Le moment de ma vie, quotidien Junge Welt, 19 septembre 2024

2024-09-19 01:00:00

Nous n’avions rien, mais au moins des grands-mères : Conversation générationnelle « Est »

Il est peut-être utile de dissiper d’emblée un malentendu : ce livre n’est pas destiné aux historiens. Au contraire, il occupe une place particulière dans l’abondance de la littérature non-fictionnelle actuelle sur la RDA ou « l’Est » et ses habitants (Oschmann, Hoyer ou Gröschner/Mädler/Seemann). Mais comment dresser le portrait d’une société de la manière la plus compréhensible possible ? Sur des figures économiques clés, des données historiques ou comme une « histoire orale », comme la somme des expériences personnelles de ceux qui ont vécu cette société ? Ce livre adopte cette dernière approche.

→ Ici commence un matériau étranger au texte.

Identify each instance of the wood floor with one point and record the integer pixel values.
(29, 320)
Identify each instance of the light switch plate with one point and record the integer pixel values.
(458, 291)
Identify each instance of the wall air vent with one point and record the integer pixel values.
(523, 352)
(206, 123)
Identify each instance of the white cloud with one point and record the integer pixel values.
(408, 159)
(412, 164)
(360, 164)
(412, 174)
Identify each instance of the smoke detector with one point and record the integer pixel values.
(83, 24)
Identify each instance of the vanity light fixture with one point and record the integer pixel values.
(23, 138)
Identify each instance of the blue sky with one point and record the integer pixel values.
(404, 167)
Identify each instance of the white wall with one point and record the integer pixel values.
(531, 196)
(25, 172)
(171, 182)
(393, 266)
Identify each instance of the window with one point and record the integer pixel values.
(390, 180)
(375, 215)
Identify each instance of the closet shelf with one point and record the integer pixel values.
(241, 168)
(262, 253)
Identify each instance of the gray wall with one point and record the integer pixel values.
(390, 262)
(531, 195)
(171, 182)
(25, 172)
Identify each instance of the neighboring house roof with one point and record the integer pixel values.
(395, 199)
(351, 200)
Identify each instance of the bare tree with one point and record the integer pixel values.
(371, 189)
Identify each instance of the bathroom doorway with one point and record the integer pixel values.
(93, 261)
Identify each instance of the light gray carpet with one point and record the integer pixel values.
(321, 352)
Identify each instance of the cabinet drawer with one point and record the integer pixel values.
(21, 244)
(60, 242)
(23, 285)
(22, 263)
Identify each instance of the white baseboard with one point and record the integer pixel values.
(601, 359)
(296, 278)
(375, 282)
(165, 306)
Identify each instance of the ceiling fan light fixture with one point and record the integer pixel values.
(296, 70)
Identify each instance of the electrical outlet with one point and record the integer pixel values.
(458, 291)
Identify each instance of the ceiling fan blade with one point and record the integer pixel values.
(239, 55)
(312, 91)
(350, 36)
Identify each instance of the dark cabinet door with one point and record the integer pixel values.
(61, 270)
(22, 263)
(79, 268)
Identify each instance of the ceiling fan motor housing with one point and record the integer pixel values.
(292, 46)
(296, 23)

C’est une entreprise qui en vaut la peine, car lorsqu’on parcourt les différentes expositions sur la RDA, on a parfois l’impression que ses citoyens étaient plus des objets de l’histoire contemporaine que des sujets qui auraient pu vouloir contrôler la propriété des moyens de production et donc leur sort. prends tes propres mains.

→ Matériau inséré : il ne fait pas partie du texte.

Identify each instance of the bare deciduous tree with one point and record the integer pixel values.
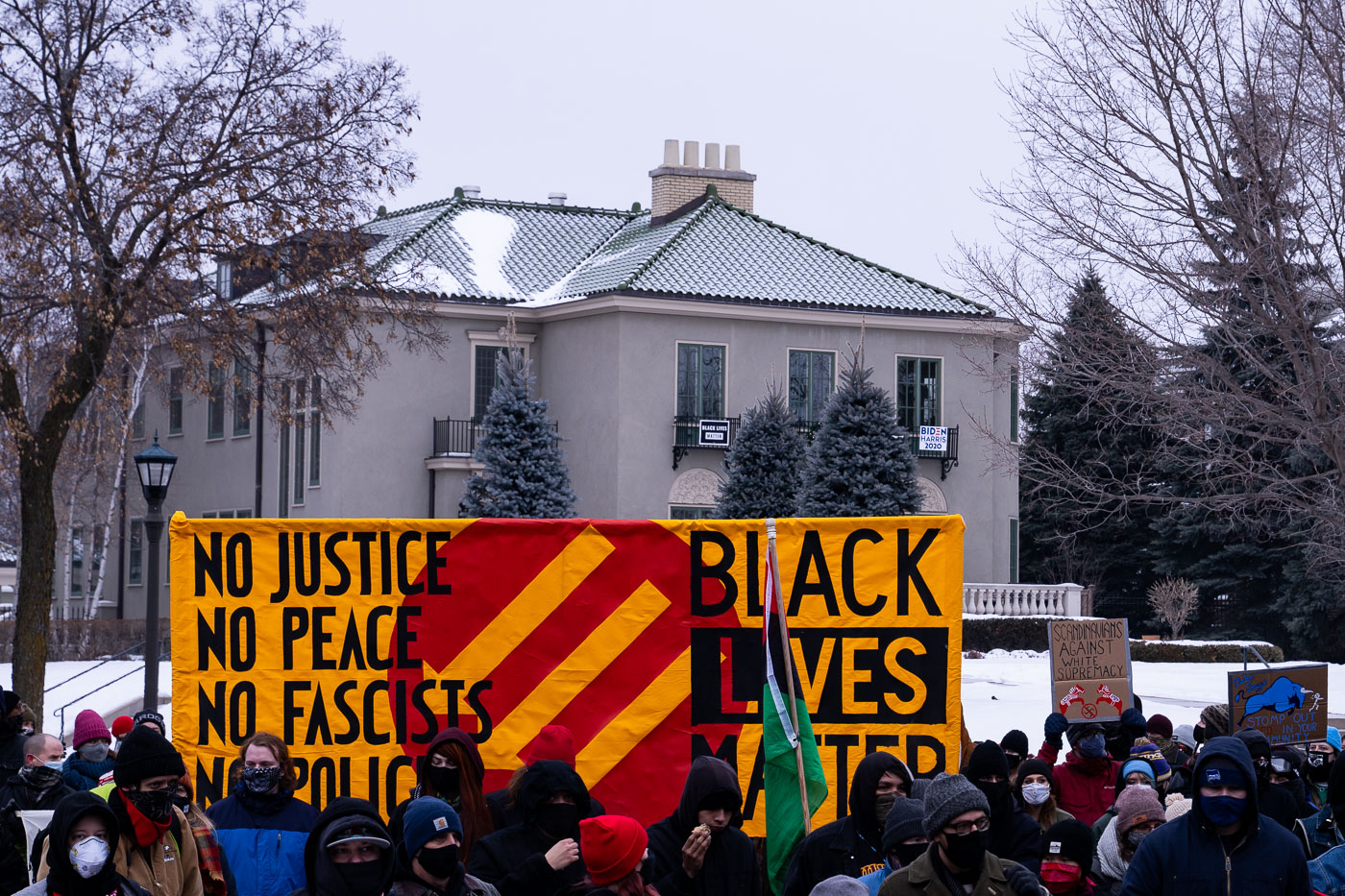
(1173, 601)
(1193, 151)
(137, 141)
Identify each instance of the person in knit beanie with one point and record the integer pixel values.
(91, 759)
(1066, 859)
(903, 841)
(429, 858)
(957, 821)
(614, 849)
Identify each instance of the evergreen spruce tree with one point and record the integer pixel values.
(766, 463)
(525, 469)
(860, 463)
(1069, 420)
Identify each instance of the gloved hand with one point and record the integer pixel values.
(1133, 724)
(1021, 880)
(1055, 727)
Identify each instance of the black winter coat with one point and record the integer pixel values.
(730, 862)
(850, 845)
(515, 859)
(1186, 858)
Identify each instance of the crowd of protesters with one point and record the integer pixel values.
(1134, 808)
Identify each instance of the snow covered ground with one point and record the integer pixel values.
(1012, 690)
(998, 693)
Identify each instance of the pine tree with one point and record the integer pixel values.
(766, 463)
(860, 463)
(1072, 420)
(525, 469)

Après « Les autres vies » (Bebra-Verlag 2020), ce volume est le deuxième de Sabine Michel et Dörte Grimm avec des discussions générationnelles. Tous deux sont également actifs en tant que réalisateurs de documentaires. Michel a interprété, entre autres, Manuela Schwesig et Frauke Petry dans « Femmes dans les paysages » en 2023 et elle a reçu le prix du public Grimme en 2012 pour son portrait cinématographique de la photographe Sibylle Bergemann, atteinte d’un cancer. Dörte Grimm est journaliste et ethnologue. En 2015, elle a sorti le film « The Unberaten. « A Turnaround Children’s Portrait » et est l’auteur de plusieurs livres pour enfants.

Alors que le premier tome essayait de faire parler parents et enfants de la RDA, ce sont désormais les grands-parents et leurs petits-enfants qui parlent. Ce saut d’une génération signifie, et ce n’est pas tout à fait inattendu, que la génération des grands-parents parle beaucoup de la guerre et de l’après-guerre de la Seconde Guerre mondiale, et que les petits-enfants parlent surtout de la période qui a suivi la soi-disant réunification, c’est-à-dire après la fin de la RDA.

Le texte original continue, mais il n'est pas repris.